Thesis: GUR Tool Development

Platform: PC · Engine: Unreal · Team Size: 1 · Timetable: Six months

As a producer, I identified the need for my capstone team to have analytics tools. After some research I found that there were no heat map tools available for independent or student developers. For my thesis, I decided to do research into the field of Games User Research (GUR), specifically for tool development, and generate a list of best practices. With this list of best practices I designed and created a data collection / heat map tool for the Unreal Engine. The tool was integrated into three different student projects at SMU Guildhall. I held user tests to collect data, and received feedback from developers using the tool.
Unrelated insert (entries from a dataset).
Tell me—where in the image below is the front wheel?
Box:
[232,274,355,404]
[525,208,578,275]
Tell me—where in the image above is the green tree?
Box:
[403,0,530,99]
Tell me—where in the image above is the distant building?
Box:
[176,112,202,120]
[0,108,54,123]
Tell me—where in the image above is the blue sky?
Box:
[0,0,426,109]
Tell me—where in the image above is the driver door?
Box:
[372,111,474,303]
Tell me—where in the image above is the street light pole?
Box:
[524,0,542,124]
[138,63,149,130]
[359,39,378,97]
My biggest learn from this project is directly related to one of the best practices I identified. The sixth best practice was that all data collected should be targeted and actionable. The idea behind this axiom is that collecting all kinds of data throughout the whole process can become very cumbersome. Developing a research question or hypothesis early lets you understand the data collection and analysis processes better and make decisions faster, because you're expecting results to either confirm or deny the hypothesis.


Contributions and Tools

Role: Researcher, Programmer

My Contributions:

  • Researched best practices for tool development in GUR
  • Identified list of best practices
  • Used best practices for initial tool design
  • Facilitated integration into three games
  • Received feedback from developers and iterated tool
  • Evaluated best practices list
  • Programmed using C++ and Blueprints for Unreal
  • Documented tool
  • Wrote research paper outlining development process
  • Presented findings at several milestones
  • Defended thesis to a panel of faculty and peers

Tools I Used Daily:

Documentation and Downloads


Risk Assessment/Management

ASSESSMENT: Moving uassets to another project

MANAGEMENT: Implement method to move assets or downscope project

Method: Research methods, implement plug-in in Unreal

The Unreal Engine makes it easy to move assets from one project to another by exporting the assets. Exporting requires both projects to be open on the same computer, which doesn't work for distribution of a tool. I researched other options and found Unreal plugins as a method to move these assets. Moving the project to the plugin was difficult due to a lack of documentation, but the move was successful and the tool became much easier to distribute.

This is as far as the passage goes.